Brown then explained how according to the government code, the constable has to prove that the appointment of a volunteer reserve deputy is necessary.

“Does he have the workload?” Brown asked. “Is it necessary?”

“A man that's elected in that position by his constituents says that it's necessary,” Andrews said. “It's a free volunteer position. It is not okay to come in here and use the strong arm of the government over somebody that you don't like.”

“I did not say one word about Willie Jensen and how do you know that I don't like him?” Brown asked.

“It’s a pretty obvious thing,” Andrews replied.

“It’s obvious you’ve been talking to Commissioner (Jack) Wilson over this,” Eagle said.

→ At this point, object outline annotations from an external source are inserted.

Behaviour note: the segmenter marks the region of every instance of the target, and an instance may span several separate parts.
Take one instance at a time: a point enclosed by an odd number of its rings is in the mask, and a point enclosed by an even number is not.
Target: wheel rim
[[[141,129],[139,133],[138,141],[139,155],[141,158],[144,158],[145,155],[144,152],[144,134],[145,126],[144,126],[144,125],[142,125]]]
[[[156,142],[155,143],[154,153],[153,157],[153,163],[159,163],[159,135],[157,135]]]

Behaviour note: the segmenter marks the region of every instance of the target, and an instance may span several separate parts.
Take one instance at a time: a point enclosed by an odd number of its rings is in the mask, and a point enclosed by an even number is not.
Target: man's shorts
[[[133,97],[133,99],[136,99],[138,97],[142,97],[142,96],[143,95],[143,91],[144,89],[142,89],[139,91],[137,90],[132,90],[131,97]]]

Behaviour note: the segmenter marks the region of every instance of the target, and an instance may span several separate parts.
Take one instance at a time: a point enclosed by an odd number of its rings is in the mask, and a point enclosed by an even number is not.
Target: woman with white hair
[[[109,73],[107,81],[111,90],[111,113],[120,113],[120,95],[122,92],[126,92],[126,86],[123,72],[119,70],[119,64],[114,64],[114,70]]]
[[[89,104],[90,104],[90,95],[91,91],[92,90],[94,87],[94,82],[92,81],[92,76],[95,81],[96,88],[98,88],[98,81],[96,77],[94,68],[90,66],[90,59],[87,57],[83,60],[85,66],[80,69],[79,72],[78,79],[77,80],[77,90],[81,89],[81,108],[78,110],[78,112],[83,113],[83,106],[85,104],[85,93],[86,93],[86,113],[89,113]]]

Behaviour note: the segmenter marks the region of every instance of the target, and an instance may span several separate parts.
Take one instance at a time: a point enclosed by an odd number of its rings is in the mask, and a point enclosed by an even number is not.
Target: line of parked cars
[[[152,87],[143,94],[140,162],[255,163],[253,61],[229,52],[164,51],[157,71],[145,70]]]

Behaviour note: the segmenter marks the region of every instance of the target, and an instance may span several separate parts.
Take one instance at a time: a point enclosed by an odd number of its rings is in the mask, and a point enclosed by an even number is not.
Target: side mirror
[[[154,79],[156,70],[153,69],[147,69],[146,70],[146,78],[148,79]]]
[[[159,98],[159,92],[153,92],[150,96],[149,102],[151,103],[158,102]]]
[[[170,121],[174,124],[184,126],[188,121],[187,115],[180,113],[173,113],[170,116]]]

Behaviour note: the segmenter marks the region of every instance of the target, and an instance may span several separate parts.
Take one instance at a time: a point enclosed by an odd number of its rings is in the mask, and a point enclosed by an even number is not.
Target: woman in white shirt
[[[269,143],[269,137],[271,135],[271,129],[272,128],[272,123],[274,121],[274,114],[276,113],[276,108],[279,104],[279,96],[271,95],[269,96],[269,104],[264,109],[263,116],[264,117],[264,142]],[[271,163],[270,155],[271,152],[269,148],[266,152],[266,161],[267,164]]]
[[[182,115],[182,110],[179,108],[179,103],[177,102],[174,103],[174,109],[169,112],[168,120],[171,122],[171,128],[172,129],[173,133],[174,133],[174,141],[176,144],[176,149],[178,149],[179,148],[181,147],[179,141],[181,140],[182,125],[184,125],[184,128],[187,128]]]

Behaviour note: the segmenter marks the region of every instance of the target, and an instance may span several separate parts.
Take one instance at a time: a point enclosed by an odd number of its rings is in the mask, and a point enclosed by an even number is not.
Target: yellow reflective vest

“I want to call a point of order,” Brown exclaimed. “You’re calling me a liar. This is ridiculous. I am going by a statute, and you are not. Where's the application? It says right here that there has to be an application. Did you read this? Do you know what the rules are that you're not following?”

County Attorney Matt Mills then came up to the podium and said that he didn’t know why this situation needed to be an agenda item, as the Texas Local Government Code does not state that a court needs to vote on who to appoint.

He explained that Brown was quoting Texas Local Government Code 86.011, but said this situation actually falls under Code 86.012, which states:

“(a) The commissioners court of a county may authorize a constable of the county to appoint reserve deputy constables. The commissioners court may limit the number of reserve deputy constables that a constable may appoint.”

"Under 86.012, the commissioners court may authorize having reserved deputy constables, and they may limit the number of deputy constables that a constable may appoint,” Mills explained. “If you want to say across the board, you get two constable reserve deputies, y'all can make that decision, but within that, I don't see how you have any authority to say, ‘Well you do or do not get to put Willie Jensen in there.’ Just like you can tell me how many clerks I can have in my office, but you can't tell me who I can hire as a clerk. If you say, ‘Look, two is the max, we're doing two for everybody,’ y'all can do that, but I don't think the rest of this is even appropriate or valid — and the part about the application and the necessity is for 86.011 not 86.012.”

“Apparently, we don’t even need to have this as an agenda item,” Eagle said.

"What it invites is this very kind of thing. ‘I don't like him,’ or ‘I do like him,’ or whatever," Mills said. "I think that what y'all have the authority to do for reserve deputy constables is captain only. Policy wise, you could say, ‘Look, y'all don't need more than two,' and then they appoint, but I don't know why it needs to be up for discussion on the agenda.”

Samuelson said the court does not have a policy regarding how many reserve deputies a constable can appoint at this time and recommended that the court not take any action on the agenda item.

“Based upon what the county attorney just said, that it's not up to the commissioner's court to decide who Shirley appoints as his reserved deputy, this is not within our purview,” Hood County Judge Ron Massingill said.

Samuelson pulled the item from the agenda, and no action was taken by the Hood County Commissioners Court.